We are pleased to report a reduction in our Scope 1, 2 and 3 carbon emissions within our current carbon reporting boundaries to 1.17 tonnes of carbon dioxide equivalent emissions per £100,000 of revenue in 2020 from 1.40 in 2019). While some of this reduction is due to reduced travel during the pandemic, this also reflects the longer term work we have undertaken to become more energy efficient and our commitment to reduce our climate change impact. Overall, we have reduced our carbon dioxide equivalent emissions within our current carbon reporting boundaries by 59% since 2015, ie from 28,152 tonnes of carbon dioxide equivalent emissions in 2015 to 11,665 tonnes in 2020.

Galliford Try’s operations are wholly within the UK and as such this is where reported emissions arise.

Tonnes of CO2e 2020 2019 2019 (restated)4
Emissions from combustion of gas tCO2e
(Scope 1)
100 3,388 672
Emissions from combustion of fuel for
transport purposes
(Scope 1)
1,099 2,476 1,880
Emissions from fuel oil supplies ie diesel consumed (Scope 1) 5,683 16,623 9,997
Fugitive emissions from office facilities ieair conditioning systems (Scope 1) 5 19 9
Emissions from use of LPG (Scope 1) 0 5 1
Emissions from business travel in employee-owned vehicles where company is responsible for purchasing the fuel (Scope 3) 2,784 7,270 4,869
Emissions from purchased electricity (Scope 2; location-based) 1,994 3,709 1,568
Emissions from purchased electricity (Scope 2; market-based) 998 Not reported Not reported

Carbon dioxide equivalent emissions (tCO2e) are calculated using the methodology in ISO 14064-1 and the UK Government GHG Conversion Factors and Methodology for Company Reporting 2019, which are also subject to external verification. Emissions cover all those arising from our fleet, gas and electricity in all offices and sites and all other fuel used directly (for example diesel on site) including our share of emissions from joint ventures where we have operational control. Where data is obtained in litres used and distance travelled, these conversion factors have been used to convert to kW.

Annual energy usage
Our total energy use, calculated from DEFRA 2019 conversion factors, for all our UK activities related to our scope 1, 2 and 3 activities (within our current reporting boundaries)  was 40,194,724 kWh (location-based), which is a 48% reduction in our total energy use in 2019 (77,235,523 kWh; location-based). This excludes our PPP Investments operations, but includes joint ventures where we have operational control.

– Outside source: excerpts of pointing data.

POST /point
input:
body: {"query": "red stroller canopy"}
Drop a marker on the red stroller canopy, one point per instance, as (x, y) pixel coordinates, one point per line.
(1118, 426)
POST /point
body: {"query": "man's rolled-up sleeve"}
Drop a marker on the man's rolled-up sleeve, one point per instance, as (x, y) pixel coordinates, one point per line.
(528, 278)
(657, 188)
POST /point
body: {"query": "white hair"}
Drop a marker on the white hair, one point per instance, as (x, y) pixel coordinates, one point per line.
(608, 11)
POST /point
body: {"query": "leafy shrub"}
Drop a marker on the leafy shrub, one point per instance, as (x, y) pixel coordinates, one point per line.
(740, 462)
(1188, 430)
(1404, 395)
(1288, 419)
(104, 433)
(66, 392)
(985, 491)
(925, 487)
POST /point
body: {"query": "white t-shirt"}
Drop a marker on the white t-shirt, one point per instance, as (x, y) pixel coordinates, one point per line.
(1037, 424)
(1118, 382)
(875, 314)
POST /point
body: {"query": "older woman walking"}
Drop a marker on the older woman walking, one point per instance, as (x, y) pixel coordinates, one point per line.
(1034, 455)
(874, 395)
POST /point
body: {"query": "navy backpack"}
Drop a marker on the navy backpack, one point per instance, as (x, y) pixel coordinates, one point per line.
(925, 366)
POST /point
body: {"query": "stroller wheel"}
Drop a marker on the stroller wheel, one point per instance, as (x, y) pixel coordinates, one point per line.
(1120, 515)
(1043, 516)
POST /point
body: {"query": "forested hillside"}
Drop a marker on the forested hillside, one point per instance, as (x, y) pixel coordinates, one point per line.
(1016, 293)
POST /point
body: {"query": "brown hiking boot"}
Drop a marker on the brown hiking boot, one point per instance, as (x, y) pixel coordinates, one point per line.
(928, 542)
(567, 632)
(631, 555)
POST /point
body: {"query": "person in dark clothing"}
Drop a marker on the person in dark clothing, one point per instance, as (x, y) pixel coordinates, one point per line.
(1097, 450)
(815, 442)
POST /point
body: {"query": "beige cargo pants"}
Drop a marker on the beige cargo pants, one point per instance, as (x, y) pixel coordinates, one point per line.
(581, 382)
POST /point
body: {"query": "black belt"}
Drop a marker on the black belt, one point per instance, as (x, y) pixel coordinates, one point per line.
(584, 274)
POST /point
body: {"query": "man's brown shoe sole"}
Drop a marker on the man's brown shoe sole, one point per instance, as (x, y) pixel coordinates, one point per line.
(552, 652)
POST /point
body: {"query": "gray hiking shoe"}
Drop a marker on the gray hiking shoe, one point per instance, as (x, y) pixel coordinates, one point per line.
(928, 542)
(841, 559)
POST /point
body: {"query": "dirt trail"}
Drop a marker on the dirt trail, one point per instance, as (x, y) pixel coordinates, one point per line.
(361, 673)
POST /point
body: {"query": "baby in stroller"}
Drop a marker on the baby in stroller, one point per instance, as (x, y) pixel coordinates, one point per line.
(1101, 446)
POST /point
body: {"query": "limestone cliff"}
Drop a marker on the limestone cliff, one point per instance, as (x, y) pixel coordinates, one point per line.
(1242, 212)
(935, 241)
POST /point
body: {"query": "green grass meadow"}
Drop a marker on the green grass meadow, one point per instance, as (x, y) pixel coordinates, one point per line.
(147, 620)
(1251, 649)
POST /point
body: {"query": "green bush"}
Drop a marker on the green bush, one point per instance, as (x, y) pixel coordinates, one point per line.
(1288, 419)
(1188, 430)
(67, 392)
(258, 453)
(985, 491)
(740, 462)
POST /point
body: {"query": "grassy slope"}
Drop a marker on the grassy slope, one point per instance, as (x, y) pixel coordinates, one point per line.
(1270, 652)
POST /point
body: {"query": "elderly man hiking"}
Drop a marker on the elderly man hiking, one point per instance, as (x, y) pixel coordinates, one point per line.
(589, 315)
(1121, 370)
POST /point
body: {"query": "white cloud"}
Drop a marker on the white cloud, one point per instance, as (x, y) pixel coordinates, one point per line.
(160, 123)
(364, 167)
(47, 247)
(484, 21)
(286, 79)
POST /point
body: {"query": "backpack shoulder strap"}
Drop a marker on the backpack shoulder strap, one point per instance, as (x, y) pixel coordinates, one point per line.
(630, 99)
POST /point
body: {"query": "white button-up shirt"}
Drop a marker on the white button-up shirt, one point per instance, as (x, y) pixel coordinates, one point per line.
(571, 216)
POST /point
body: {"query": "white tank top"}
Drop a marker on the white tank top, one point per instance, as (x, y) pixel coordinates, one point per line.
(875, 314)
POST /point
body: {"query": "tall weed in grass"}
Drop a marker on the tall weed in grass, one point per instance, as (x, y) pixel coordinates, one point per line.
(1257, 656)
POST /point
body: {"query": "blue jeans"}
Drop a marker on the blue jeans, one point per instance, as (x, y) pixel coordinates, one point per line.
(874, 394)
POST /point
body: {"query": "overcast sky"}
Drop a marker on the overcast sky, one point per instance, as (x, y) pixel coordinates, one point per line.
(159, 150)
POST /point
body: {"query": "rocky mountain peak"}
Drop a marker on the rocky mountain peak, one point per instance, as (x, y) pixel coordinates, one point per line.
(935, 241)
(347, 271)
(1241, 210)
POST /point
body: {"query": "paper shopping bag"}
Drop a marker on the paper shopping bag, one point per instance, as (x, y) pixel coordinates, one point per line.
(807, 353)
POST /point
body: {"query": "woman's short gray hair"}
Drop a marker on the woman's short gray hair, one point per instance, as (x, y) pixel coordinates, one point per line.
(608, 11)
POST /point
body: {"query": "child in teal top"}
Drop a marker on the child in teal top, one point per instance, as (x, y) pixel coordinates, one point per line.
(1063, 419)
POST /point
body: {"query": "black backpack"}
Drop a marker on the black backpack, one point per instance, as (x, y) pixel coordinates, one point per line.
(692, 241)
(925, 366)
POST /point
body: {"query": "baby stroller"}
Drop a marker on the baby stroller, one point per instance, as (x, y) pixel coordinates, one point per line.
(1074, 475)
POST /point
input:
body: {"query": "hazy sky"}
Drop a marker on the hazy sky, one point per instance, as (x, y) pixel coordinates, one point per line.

Energy efficiency measures undertaken
The ability to implement energy reduction activities during 2020 was restricted due to the Coronavirus pandemic and a number of staff being placed on furlough during 2020. However despite these challenges, Galliford Try:

  • Sourced 68% (based on KWh consumption) of all electricity supplied to our offices and construction sites from renewable energy sources (i.e., hydropower; wind; solar; biomass; landfill gas).
  • Implemented a reduction in the average CO2e emissions across our vehicle fleet, which has reduced emissions from 133g/km in 2011 to 86g/km in 2020.
  • Increased the proportion of our vehicle fleet consisting of electric (16%), plug-in hybrid vehicles (9%) and hybrid petrol / electric vehicles (11%) to 36% of our total vehicle fleet. The proportion of our plug-In hybrid vehicles within our vehicle fleet has remained constant (i.e., 9% of our total vehicle fleet in 2020 versus 10% in 2019); however, the proportion of all electric vehicles within our fleet has increased from 1.6% of our total vehicle fleet in 2019 to 15% in 2020.
  • Continued to promote the use of hybrid generators for temporary power on our construction sites in preference to the use of conventional diesel only powered units.
  • Continued to utilise our Agile & Smart Working policies across the business, which promote alternative options for travel to offices and sites using online communication technologies such as Microsoft Teams.
  • Commenced a company wide review of our construction site accommodation procurement processes to ensure that construction site cabins are as energy efficient as possible.

Waste performance
In the financial year to 30 June 2021, we reduced waste per £100,000 of revenue to 7.6 tonnes, compared to 13.0 tonnes the previous financial year.